Trade union Verdi had called earlier this week for bus drivers at Berlin's public transport operator, the Berliner Verkehrsbetriebe (BVG), to down their tools and walk out as part of a so-called ‘warning strike'.
The industrial action started at around 3.30am and was due to last until 10pm. The strike is being held to put pressure on BVG in the current wage negotiations between employers and the union.
Verdi announced that no buses operated by BVG were in operation on Thursday, signalling that the strike was strong.
“The goal is to use this warning strike to increase the pressure on employers in the current negotiations,” Verdi negotiator Jeremy Arndt said.
BVG is the largest municipal transport company in Germany and, with more than 2.9 million customer trips per day, it's the backbone of Berlin's local public transport system.
As we learned, there will be a strike against the BVG by the Verdi union on the 14 March. According to the union’s announcement, the BVG’s bus traffic will be striked against on Thursday from the beginning of operations in the morning (ca 3:30 AM) until 10 PM. #BVG @berlinairport pic.twitter.com/dPOHgGOPE9
— BVG Bus (@BVG_Bus) March 13, 2019
If you’re travelling in the capital, here's how the strike might affect you, and details of the other services you can use instead of buses.
S-Bahn and regional trains
S-Bahn and regional trains will run this Thursday according to the timetable. These trains are not operated by the BVG, but by Deutsche Bahn and other companies.
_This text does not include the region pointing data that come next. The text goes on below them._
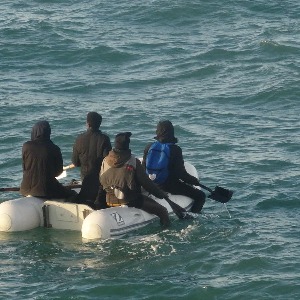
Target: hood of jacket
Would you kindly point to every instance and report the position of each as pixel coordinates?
(41, 130)
(117, 158)
(165, 132)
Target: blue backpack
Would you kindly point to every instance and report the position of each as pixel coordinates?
(157, 162)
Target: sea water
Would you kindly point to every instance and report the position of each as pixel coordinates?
(226, 73)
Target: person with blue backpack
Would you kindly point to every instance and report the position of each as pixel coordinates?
(164, 164)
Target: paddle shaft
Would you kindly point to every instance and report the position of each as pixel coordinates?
(16, 189)
(178, 210)
(205, 187)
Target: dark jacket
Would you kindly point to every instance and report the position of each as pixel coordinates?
(137, 178)
(176, 167)
(177, 171)
(89, 150)
(42, 162)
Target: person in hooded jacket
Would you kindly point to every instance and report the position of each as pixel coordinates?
(91, 146)
(122, 177)
(179, 181)
(42, 162)
(89, 150)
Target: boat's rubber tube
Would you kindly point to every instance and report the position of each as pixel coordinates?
(21, 214)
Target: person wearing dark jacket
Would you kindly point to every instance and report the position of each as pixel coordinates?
(89, 150)
(122, 177)
(91, 146)
(179, 181)
(42, 162)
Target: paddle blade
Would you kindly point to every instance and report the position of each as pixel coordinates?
(62, 175)
(221, 194)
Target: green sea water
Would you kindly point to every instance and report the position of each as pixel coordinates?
(226, 73)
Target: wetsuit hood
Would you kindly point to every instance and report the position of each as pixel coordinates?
(41, 130)
(165, 132)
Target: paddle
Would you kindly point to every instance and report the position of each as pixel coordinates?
(16, 189)
(219, 194)
(180, 212)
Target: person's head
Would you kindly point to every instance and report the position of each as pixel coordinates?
(41, 130)
(165, 132)
(122, 141)
(93, 120)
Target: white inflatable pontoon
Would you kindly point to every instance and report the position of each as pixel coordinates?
(30, 212)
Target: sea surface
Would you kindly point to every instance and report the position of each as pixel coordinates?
(227, 74)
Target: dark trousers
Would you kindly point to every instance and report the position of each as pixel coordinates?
(152, 207)
(181, 188)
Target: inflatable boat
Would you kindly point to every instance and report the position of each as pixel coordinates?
(27, 213)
Rail replacement services (SEV) on these lines will not be affected. “The S-Bahn does not use BVG buses for replacement transport, it is not affected”, said S-Bahn spokeswoman Sandra Spieker, reported the Berliner Zeitung.
Information sign shows that a bus strike is ongoing. Photo: DPA
U-Bahn and trams
Unlike the strike that took place in February, on Thursday underground trains (U-Bahn) and trams will not be affected. But services are much busier than usual as many people have switched to these modes of transport.
However, replacement services that use buses are affected. The replacement service for the M4 and M13 tram lines will also be on strike, BVG's Jannes Schwentu told the Berliner Zeitung.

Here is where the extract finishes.